Adm. McRaven is the ninth commander of U.S. Special Operations Command, a Navy admiral and former commander of SEAL Team 3 who is acclaimed for leading the mission to find Osama bin Laden. In his commencement address, he urged graduates to find the courage to change the world and listed the ten lessons on changing the world he learned from basic SEAL training that he hoped would help give them that courage. Watch the full 20-minute video of his speech here here or scroll down for the highlights.
Sounds simplistic, but the point is that starting off your day by accomplishing something, no matter how small, will give you encouragement to keep moving forward and will reinforce the idea that little things matter. As Adm. McRaven says, “If you can’t do the little things right, you will never do the big things right.”
During their daily paddles through the crashing San Diego surf, the SEALs learned that the only way to make it through the 8 to 10 foot swells was for everyone to paddle in unison to the coxwain’s stroke count. The lesson – you can’t change the world alone, you’ll need some help.
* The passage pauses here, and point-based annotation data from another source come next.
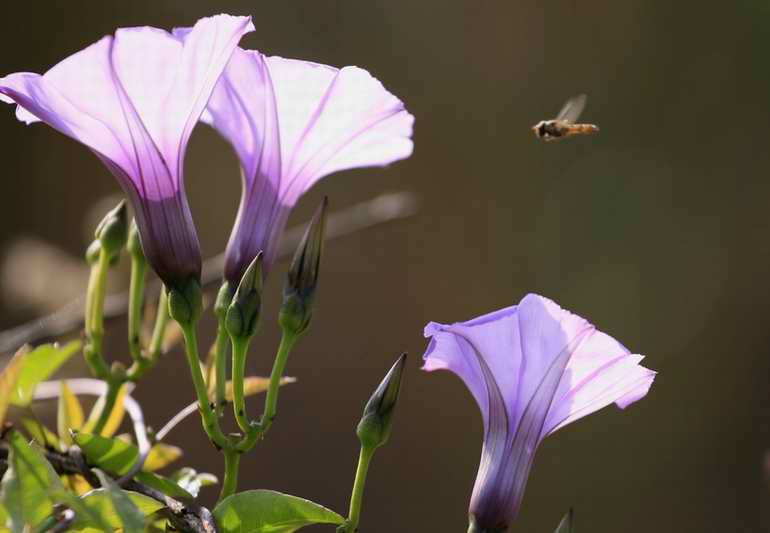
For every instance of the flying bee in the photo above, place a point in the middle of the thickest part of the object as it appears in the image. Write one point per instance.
(564, 124)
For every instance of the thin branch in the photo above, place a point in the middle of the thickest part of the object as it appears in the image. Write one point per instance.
(379, 210)
(184, 516)
(95, 387)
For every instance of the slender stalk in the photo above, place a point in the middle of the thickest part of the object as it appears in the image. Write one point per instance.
(220, 368)
(159, 331)
(150, 358)
(230, 481)
(209, 419)
(135, 302)
(271, 402)
(113, 388)
(240, 347)
(94, 317)
(357, 496)
(257, 431)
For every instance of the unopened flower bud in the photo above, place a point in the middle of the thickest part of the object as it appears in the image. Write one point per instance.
(223, 301)
(112, 231)
(134, 243)
(567, 523)
(243, 313)
(185, 302)
(302, 279)
(93, 251)
(473, 527)
(375, 425)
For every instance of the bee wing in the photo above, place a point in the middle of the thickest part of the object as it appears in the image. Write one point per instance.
(573, 108)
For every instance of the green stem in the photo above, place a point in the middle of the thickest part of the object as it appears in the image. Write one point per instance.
(220, 368)
(240, 348)
(230, 481)
(271, 402)
(150, 359)
(209, 419)
(113, 388)
(257, 431)
(94, 317)
(135, 301)
(357, 496)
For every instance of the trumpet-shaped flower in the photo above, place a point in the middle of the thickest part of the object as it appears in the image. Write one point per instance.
(532, 368)
(134, 99)
(291, 123)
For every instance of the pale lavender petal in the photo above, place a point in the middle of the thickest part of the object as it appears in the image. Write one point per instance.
(332, 120)
(291, 123)
(532, 368)
(133, 99)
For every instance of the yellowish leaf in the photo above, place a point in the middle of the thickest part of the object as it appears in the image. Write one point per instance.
(78, 484)
(161, 455)
(254, 385)
(125, 437)
(173, 336)
(115, 418)
(70, 414)
(8, 379)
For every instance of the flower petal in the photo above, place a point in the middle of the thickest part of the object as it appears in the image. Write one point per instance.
(291, 123)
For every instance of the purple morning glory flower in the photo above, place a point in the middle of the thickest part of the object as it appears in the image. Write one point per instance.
(291, 123)
(134, 99)
(532, 368)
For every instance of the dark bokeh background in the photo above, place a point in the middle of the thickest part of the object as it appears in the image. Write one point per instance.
(657, 230)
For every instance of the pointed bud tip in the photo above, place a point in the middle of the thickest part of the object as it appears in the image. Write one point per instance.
(302, 278)
(185, 302)
(252, 278)
(112, 231)
(377, 421)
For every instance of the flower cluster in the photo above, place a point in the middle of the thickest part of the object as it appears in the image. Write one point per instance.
(134, 99)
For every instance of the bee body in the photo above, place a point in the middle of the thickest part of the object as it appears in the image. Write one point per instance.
(564, 124)
(553, 130)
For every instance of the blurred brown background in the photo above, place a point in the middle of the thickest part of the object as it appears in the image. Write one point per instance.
(657, 230)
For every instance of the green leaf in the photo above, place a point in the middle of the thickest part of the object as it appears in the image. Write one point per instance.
(161, 455)
(129, 515)
(99, 503)
(8, 380)
(27, 484)
(69, 415)
(42, 435)
(163, 484)
(115, 418)
(566, 525)
(113, 455)
(83, 513)
(263, 511)
(39, 365)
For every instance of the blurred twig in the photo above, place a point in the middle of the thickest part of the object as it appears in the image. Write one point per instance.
(379, 210)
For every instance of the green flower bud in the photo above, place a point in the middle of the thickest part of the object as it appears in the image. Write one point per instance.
(302, 279)
(112, 231)
(375, 425)
(223, 301)
(134, 244)
(243, 314)
(185, 302)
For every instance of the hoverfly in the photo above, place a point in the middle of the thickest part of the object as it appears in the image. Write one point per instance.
(564, 124)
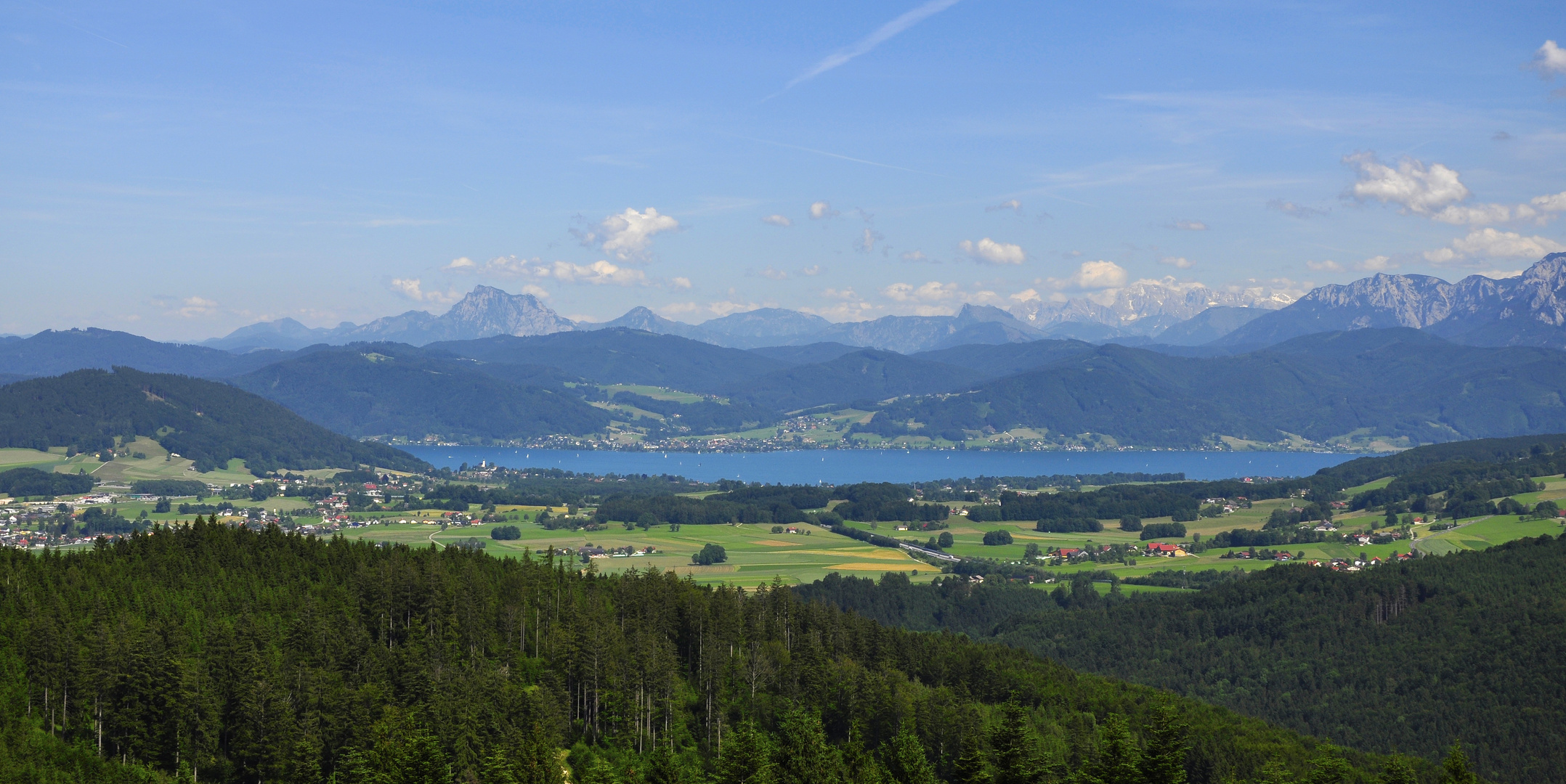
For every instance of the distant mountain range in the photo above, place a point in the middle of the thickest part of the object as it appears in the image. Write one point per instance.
(1139, 310)
(206, 421)
(1526, 310)
(481, 314)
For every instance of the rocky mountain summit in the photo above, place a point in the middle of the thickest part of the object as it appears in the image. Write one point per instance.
(1526, 310)
(1145, 307)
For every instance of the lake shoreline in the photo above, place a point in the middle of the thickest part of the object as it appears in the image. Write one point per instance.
(810, 467)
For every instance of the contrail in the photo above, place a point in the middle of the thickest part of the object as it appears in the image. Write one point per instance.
(76, 25)
(875, 39)
(834, 155)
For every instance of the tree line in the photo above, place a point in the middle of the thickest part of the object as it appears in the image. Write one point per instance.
(1402, 658)
(218, 655)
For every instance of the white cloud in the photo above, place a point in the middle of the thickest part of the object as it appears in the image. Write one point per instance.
(1490, 243)
(875, 39)
(993, 253)
(1483, 213)
(630, 234)
(1551, 204)
(597, 274)
(1292, 210)
(932, 292)
(1413, 185)
(188, 307)
(409, 287)
(722, 309)
(1093, 276)
(1549, 60)
(848, 307)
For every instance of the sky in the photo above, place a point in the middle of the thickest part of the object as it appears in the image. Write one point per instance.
(182, 169)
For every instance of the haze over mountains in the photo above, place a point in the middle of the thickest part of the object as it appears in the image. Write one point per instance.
(1528, 310)
(1384, 360)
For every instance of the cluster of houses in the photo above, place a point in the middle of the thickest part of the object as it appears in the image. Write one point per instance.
(594, 551)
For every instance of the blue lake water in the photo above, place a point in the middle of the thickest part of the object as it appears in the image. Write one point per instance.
(882, 465)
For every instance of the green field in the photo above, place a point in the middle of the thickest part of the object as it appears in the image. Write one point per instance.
(754, 553)
(124, 470)
(31, 457)
(1487, 533)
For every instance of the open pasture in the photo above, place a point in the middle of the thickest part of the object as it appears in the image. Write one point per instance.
(755, 555)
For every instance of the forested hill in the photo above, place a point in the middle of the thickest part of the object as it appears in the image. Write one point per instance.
(1405, 658)
(1320, 387)
(204, 421)
(387, 388)
(232, 655)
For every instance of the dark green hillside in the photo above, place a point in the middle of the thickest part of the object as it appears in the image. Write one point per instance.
(238, 656)
(622, 356)
(32, 483)
(1399, 658)
(1514, 449)
(1320, 387)
(702, 417)
(204, 421)
(868, 375)
(1006, 359)
(807, 354)
(398, 390)
(52, 353)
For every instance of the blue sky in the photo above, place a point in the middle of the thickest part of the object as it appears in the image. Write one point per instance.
(181, 169)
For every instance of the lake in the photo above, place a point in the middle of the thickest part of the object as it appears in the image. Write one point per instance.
(882, 465)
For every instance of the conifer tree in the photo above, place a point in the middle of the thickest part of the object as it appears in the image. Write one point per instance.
(746, 758)
(1453, 769)
(971, 767)
(1397, 770)
(1015, 747)
(1164, 758)
(1119, 758)
(802, 751)
(906, 759)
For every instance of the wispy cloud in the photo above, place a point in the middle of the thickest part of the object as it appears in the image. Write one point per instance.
(627, 235)
(875, 39)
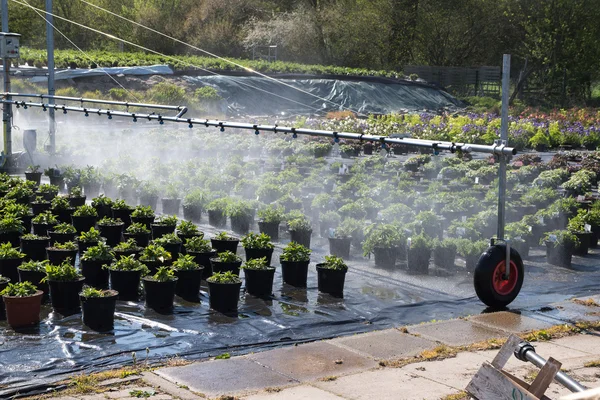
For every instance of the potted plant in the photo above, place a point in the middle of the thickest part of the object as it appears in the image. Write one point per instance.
(61, 252)
(143, 215)
(10, 259)
(34, 246)
(111, 229)
(88, 239)
(155, 256)
(224, 291)
(226, 261)
(258, 246)
(300, 231)
(35, 272)
(11, 229)
(163, 225)
(331, 276)
(23, 303)
(138, 232)
(418, 254)
(269, 219)
(76, 197)
(202, 251)
(189, 275)
(61, 207)
(259, 276)
(160, 290)
(62, 233)
(65, 283)
(98, 308)
(84, 218)
(560, 245)
(103, 206)
(44, 222)
(93, 263)
(123, 211)
(224, 242)
(33, 174)
(125, 275)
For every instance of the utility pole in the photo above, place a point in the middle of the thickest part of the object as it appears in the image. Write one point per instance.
(7, 108)
(50, 50)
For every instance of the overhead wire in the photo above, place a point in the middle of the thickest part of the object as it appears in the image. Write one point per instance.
(318, 110)
(217, 56)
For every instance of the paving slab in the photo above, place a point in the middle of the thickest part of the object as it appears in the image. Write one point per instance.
(221, 377)
(387, 344)
(296, 393)
(384, 384)
(312, 361)
(510, 322)
(456, 332)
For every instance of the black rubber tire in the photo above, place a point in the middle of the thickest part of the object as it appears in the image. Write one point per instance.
(484, 275)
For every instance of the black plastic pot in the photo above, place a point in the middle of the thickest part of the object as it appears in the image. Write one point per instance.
(188, 284)
(98, 313)
(340, 247)
(259, 282)
(217, 218)
(170, 206)
(159, 295)
(301, 237)
(58, 256)
(218, 266)
(159, 230)
(224, 297)
(294, 273)
(385, 257)
(94, 273)
(331, 280)
(127, 283)
(112, 233)
(35, 249)
(64, 296)
(8, 268)
(223, 245)
(269, 228)
(252, 254)
(36, 277)
(203, 259)
(83, 223)
(142, 239)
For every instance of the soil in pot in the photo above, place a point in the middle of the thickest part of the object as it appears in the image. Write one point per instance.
(98, 313)
(224, 297)
(35, 249)
(188, 284)
(64, 296)
(159, 295)
(22, 312)
(331, 281)
(94, 273)
(127, 283)
(259, 282)
(340, 247)
(295, 272)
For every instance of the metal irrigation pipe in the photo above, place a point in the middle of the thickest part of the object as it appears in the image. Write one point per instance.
(499, 149)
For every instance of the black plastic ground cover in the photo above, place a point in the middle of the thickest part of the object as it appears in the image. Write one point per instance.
(374, 299)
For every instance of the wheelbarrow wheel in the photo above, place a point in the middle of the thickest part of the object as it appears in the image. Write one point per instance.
(490, 284)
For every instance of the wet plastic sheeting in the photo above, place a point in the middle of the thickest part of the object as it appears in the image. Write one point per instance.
(262, 96)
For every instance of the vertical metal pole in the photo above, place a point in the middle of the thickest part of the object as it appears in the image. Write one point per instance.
(503, 141)
(7, 108)
(50, 51)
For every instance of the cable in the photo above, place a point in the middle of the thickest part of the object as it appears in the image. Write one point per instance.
(83, 52)
(217, 56)
(160, 54)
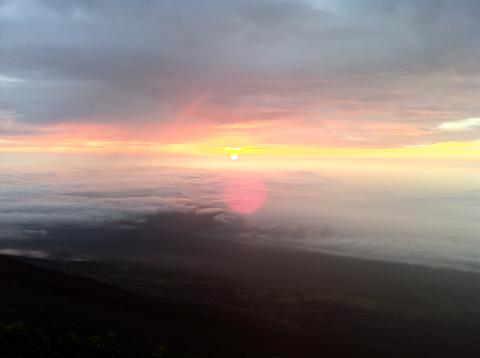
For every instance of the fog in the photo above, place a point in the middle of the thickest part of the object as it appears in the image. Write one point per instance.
(417, 212)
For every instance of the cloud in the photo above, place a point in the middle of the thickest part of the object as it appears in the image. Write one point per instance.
(461, 125)
(407, 62)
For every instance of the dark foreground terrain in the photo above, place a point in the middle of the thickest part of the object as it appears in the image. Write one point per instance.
(264, 303)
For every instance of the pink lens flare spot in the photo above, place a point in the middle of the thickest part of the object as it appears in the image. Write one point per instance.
(245, 195)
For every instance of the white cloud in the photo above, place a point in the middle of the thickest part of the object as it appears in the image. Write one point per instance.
(461, 125)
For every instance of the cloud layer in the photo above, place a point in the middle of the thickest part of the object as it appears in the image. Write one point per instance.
(367, 72)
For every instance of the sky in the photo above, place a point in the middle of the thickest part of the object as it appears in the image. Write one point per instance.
(299, 78)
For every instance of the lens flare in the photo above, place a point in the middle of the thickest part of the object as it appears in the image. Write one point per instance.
(245, 195)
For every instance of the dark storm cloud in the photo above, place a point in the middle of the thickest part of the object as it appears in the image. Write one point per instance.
(90, 61)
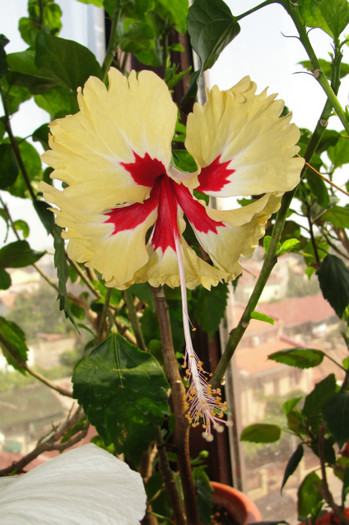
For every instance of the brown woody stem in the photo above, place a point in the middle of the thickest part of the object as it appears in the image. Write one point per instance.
(179, 408)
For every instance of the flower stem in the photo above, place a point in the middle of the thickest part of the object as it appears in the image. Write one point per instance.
(16, 149)
(112, 44)
(132, 315)
(271, 258)
(256, 8)
(179, 407)
(269, 263)
(293, 11)
(169, 481)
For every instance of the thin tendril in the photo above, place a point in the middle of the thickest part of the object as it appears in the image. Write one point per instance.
(204, 402)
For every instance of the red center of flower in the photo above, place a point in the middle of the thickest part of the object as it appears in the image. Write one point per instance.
(166, 198)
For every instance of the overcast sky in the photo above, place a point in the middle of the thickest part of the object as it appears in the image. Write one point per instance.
(262, 50)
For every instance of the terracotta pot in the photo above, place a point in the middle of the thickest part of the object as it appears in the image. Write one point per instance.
(239, 506)
(328, 519)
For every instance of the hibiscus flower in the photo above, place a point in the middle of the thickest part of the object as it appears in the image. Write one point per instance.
(126, 206)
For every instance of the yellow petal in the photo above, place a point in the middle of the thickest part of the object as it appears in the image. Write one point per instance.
(163, 269)
(133, 116)
(243, 131)
(240, 233)
(117, 256)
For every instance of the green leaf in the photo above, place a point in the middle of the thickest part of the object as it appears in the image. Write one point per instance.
(208, 307)
(18, 254)
(309, 496)
(319, 189)
(41, 135)
(32, 162)
(15, 96)
(292, 464)
(338, 216)
(62, 267)
(311, 14)
(316, 399)
(45, 215)
(5, 279)
(3, 62)
(299, 357)
(211, 27)
(144, 293)
(262, 317)
(42, 15)
(175, 13)
(287, 246)
(336, 14)
(97, 3)
(12, 342)
(339, 153)
(333, 278)
(58, 101)
(124, 393)
(66, 61)
(8, 166)
(261, 433)
(22, 226)
(336, 416)
(326, 67)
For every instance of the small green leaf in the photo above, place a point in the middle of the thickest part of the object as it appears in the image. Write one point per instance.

One team of SEALs in particular always out paddled, out-ran, and out swam all the other boat crews. It wasn’t the crew of hulking quarterbacks, it was the so-called “Munchkin Crew” who were teased by the big men in the other boat crews about the tiny little flippers they put on their tiny little feet. The key to their success was their will to succeed, not the size of their flippers.
Several times per week, the instructors would conduct a uniform inspection. Those who failed the inspection had to run, fully clothed into the surfzone and then, wet from head to toe, roll around on the beach until every part of their body was covered with sand. The effect was known as a “sugar cookie.” The recruit stayed in that uniform the rest of the day—cold, wet and sandy. The successful recruits realized that sometimes no matter how well you prepare or how well you perform you still end up as a sugar cookie.
Every day, SEALs faced multiple physical events which had time standards that had to be met. Those who failed to meet those standards had their names posted on a list and at the end of the day were invited to a “circus” – two hours of additional calisthenics designed to wear them down, to break their spirit, to force them to quit. At some point, everyone made the circus list. The interesting thing was that those who found themselves constantly on the list got stronger and stronger thanks to the extra work. The key is to use life’s failures to build inner strength and resiliency.
The record for the obstacle course the recruits had to run twice a week had stood for years. Many had tried and failed to break the record. Then one resourceful recruit decided to go down the formidable slide obstacle head first rather than feet first. As a result, he finished the obstacle course several minutes ahead of the record. What he learned was to be bold rather than being bound by convention.
Prior to their swims in the shark-infested waters off San Clemente, the recruits were taught that if a shark begins to circle—stand your ground. Do not swim away or act afraid. If he darts towards you, then punch him in the snout and he will swim away. The lesson – there are a lot of sharks in the world. If you hope to complete the swim, then you’ll have to deal with them.
One of the jobs of a Navy SEAL is to conduct underwater attacks against enemy shipping. This is a technique that is practiced extensively during basic training. The most difficult part of the mission is when the SEAL is underneath the keel. The keel is the darkest part of the ship. You cannot see your hand in front of your face and where the noise from the ship’s machinery is deafening. It is also easy to get disoriented and fail. During this time of darkness, the SEAL must dig deep, remain calm, and composed.
On Wednesday of Hell Week, the especially grueling ninth week of training, recruits must paddle down to the Tijuana mud flats. They then spend the next 15 hours trying to survive the freezing cold mud, the howling wind, and the incessant pressure to quit from the instructors. Rather than quitting, one recruit began to sing. The song quickly spread, despite threats from the instructors. And the mud didn’t seem as cold. Dawn also seemed much closer. The power of one person can be extraordinary. One person can change the world by giving people hope.
In the center of the SEAL training compound hangs a brass bell. At any time if a recruit wants to quit, all they have to do is to ring the bell. Those who change the world never ring the bell.